One scandal that took hold of the club in 2011 involved the then-president, German businesswoman Lorie Karnath. According to Outside, she was accused of challenging the Flag and Honours Committee to ensure it rewarded one of her allies with the prestigious annual Explorers Medal. She in turn argued that she had attracted enemies within the club for attempting to modernize it in a short period of time. More recently, the club's name has been dragged further through the mud by revelations of affairs and accusations of sexual harassment by a later president, Richard Wiese, per Page Six.

Other issues within The Explorers Club revolve around commercial interests and corporate sponsorship. Per Explorers Web, some say these factors have become central to the club's operations at the expense of scientific endeavors.

A club tragedy

Explorers are a daring bunch, often putting their lives on the line to break new ground in some of the most inhospitable environments on Earth. However, The Explorers Club faced tragedy in the summer of 2023 when details emerged of a disastrous expedition undertaken by club friend Stockton Rush, the founder of American submersible company Oceangate.

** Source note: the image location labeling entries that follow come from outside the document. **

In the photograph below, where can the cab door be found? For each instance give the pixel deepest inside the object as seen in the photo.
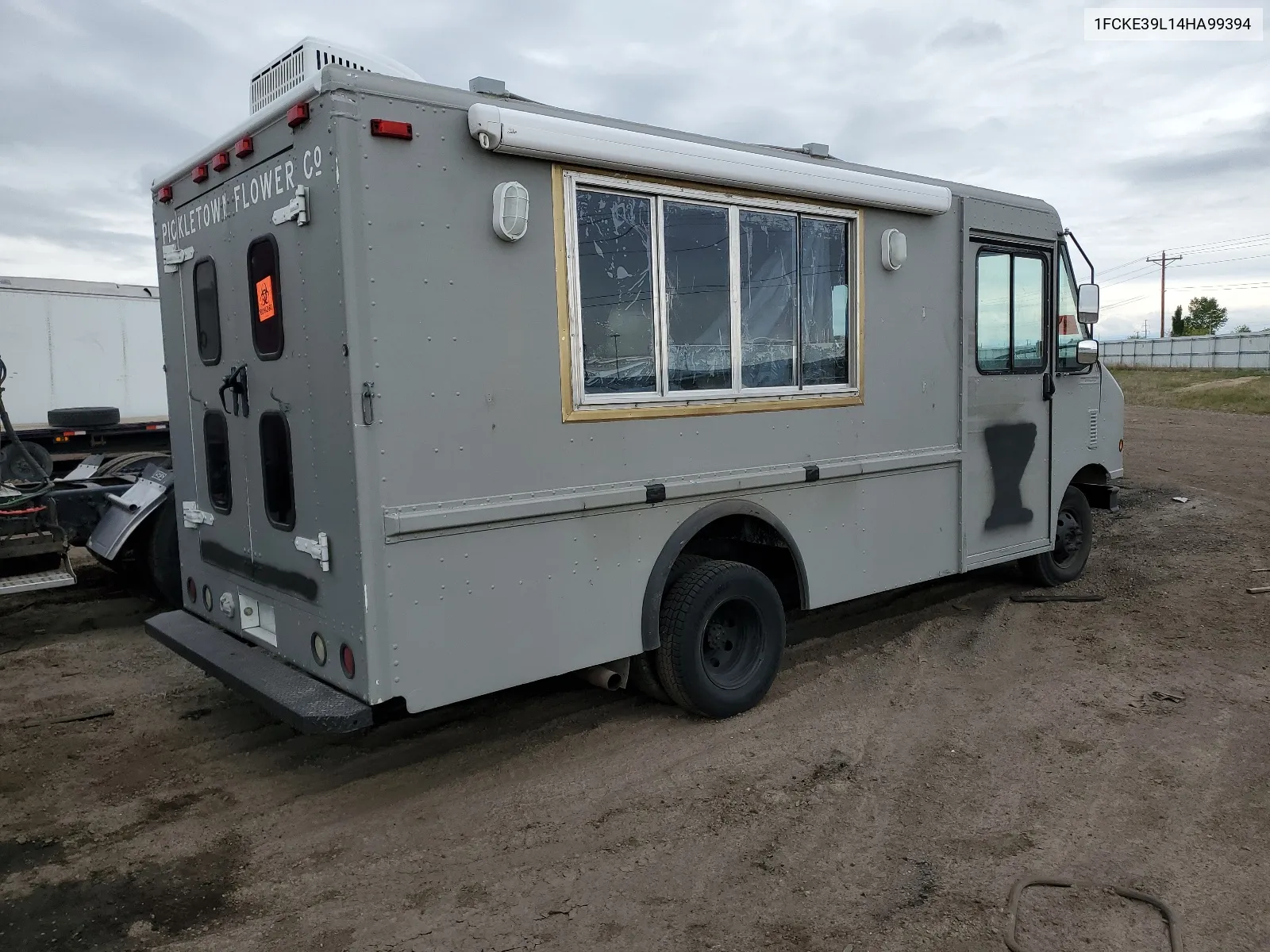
(1006, 469)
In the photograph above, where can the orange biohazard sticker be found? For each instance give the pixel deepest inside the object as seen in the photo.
(264, 298)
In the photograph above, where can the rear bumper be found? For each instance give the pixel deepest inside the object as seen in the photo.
(287, 693)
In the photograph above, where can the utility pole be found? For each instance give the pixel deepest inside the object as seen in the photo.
(1164, 262)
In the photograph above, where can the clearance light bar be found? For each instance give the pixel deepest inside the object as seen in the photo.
(516, 132)
(391, 129)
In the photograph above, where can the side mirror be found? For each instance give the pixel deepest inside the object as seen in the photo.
(1087, 304)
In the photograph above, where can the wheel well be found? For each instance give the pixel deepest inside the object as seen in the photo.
(737, 531)
(1092, 474)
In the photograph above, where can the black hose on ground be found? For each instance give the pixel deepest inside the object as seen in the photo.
(13, 438)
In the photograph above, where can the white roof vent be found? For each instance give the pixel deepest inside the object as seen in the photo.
(305, 60)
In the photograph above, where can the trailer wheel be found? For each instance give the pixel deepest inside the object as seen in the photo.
(14, 466)
(723, 632)
(163, 554)
(1073, 539)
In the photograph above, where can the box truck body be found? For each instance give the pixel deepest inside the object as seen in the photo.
(469, 391)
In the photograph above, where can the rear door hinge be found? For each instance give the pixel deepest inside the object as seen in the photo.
(318, 547)
(175, 257)
(298, 209)
(194, 517)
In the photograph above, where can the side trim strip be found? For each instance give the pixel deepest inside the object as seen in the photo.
(406, 520)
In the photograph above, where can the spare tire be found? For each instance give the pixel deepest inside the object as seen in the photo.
(84, 416)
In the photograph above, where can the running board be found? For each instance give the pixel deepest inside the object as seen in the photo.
(35, 582)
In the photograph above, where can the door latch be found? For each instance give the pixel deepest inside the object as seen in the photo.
(318, 547)
(175, 257)
(298, 209)
(194, 517)
(235, 382)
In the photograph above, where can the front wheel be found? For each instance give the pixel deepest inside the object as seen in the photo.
(1073, 539)
(723, 632)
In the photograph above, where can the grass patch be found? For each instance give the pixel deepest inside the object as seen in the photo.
(1151, 387)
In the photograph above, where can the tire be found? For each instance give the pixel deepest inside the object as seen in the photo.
(1073, 539)
(643, 673)
(79, 416)
(723, 632)
(14, 466)
(163, 554)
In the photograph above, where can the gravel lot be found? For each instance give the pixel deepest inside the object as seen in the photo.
(918, 754)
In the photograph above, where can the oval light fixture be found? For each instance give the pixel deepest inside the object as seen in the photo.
(895, 249)
(511, 211)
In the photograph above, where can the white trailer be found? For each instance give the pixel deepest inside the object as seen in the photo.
(429, 443)
(86, 368)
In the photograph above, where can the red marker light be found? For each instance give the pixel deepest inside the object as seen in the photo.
(391, 129)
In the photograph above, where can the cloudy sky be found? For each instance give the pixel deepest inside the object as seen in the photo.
(1141, 146)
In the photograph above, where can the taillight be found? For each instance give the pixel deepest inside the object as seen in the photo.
(391, 129)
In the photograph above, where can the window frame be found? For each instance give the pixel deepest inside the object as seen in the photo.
(226, 505)
(1048, 324)
(198, 315)
(577, 404)
(286, 524)
(253, 306)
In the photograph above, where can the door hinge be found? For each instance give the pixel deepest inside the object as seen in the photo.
(175, 257)
(194, 517)
(318, 547)
(296, 209)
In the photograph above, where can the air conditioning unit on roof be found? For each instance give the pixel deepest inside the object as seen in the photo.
(304, 61)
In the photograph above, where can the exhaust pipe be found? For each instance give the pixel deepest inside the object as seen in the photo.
(601, 677)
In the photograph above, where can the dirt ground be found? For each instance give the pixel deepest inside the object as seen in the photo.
(916, 757)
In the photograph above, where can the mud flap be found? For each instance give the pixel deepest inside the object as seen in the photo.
(130, 511)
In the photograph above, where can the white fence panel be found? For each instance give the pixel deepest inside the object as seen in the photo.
(1245, 352)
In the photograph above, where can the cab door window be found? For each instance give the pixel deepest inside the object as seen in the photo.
(264, 294)
(1010, 313)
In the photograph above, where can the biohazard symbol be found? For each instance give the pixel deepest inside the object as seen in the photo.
(264, 298)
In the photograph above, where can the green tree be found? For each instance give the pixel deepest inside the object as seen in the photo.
(1204, 317)
(1179, 324)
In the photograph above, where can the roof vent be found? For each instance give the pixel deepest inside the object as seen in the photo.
(306, 59)
(487, 86)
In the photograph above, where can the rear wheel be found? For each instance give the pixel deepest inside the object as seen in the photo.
(1073, 539)
(723, 632)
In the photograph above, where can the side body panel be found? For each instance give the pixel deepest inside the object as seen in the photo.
(484, 583)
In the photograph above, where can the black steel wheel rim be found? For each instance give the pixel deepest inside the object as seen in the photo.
(732, 644)
(1070, 537)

In June of that year, it was reported that Rush had taken a group of four paying customers — including two club members, Hamish Harding and Paul-Henri Nargeolet — down to the site of the Titanic wreckage. They made the trek in a low-cost submersible of his own design but lost contact with the surface soon after descending. After the horrifying news broke, The Explorers Club drew on its vast network of exploration experts to aid the rescue attempt. However, the club's president, Richard Garriott de Cayeu, told National Geographic that attempts to deploy robots to bring the craft to the surface were hampered by bureaucracy.

Tragically, it was later revealed that the sub had imploded under the pressure of the water due to flaws in its design, killing everyone on board. In the aftermath, Rush — who had previously given a lecture at the Explorers Club justifying his design (via YouTube) — came under intense scrutiny, with experts in the field of marine exploration noting that they had sounded the alarm about his lack of adherence to safety checks.

Out of this world

Despite recent controversy undoubtedly affecting the public image of The Explorers Club, the organization remains as ambitious as ever. Clearly, it's seeking to maintain its position at the vanguard of human exploration. Specifically, The Explorers Club plans to build on its reputation for boundary-pushing — as evidenced by its members' various explorations of the North and South Poles, the Mariana Trench, Everest, and the moon — by preparing for a future journey to Mars. Indeed, a plaque outside the New York headquarters has space reserved for when this dream becomes a reality.

But Explorers Club members are already active in making preparations for the greatest expedition humanity has undertaken so far. As Business Wire reports, an Explorers Club flag mission involved a team of experts traveling to the Grímsvötn volcano in Iceland to test space suit prototypes to ascertain what might best stand up to the extreme conditions on the red planet.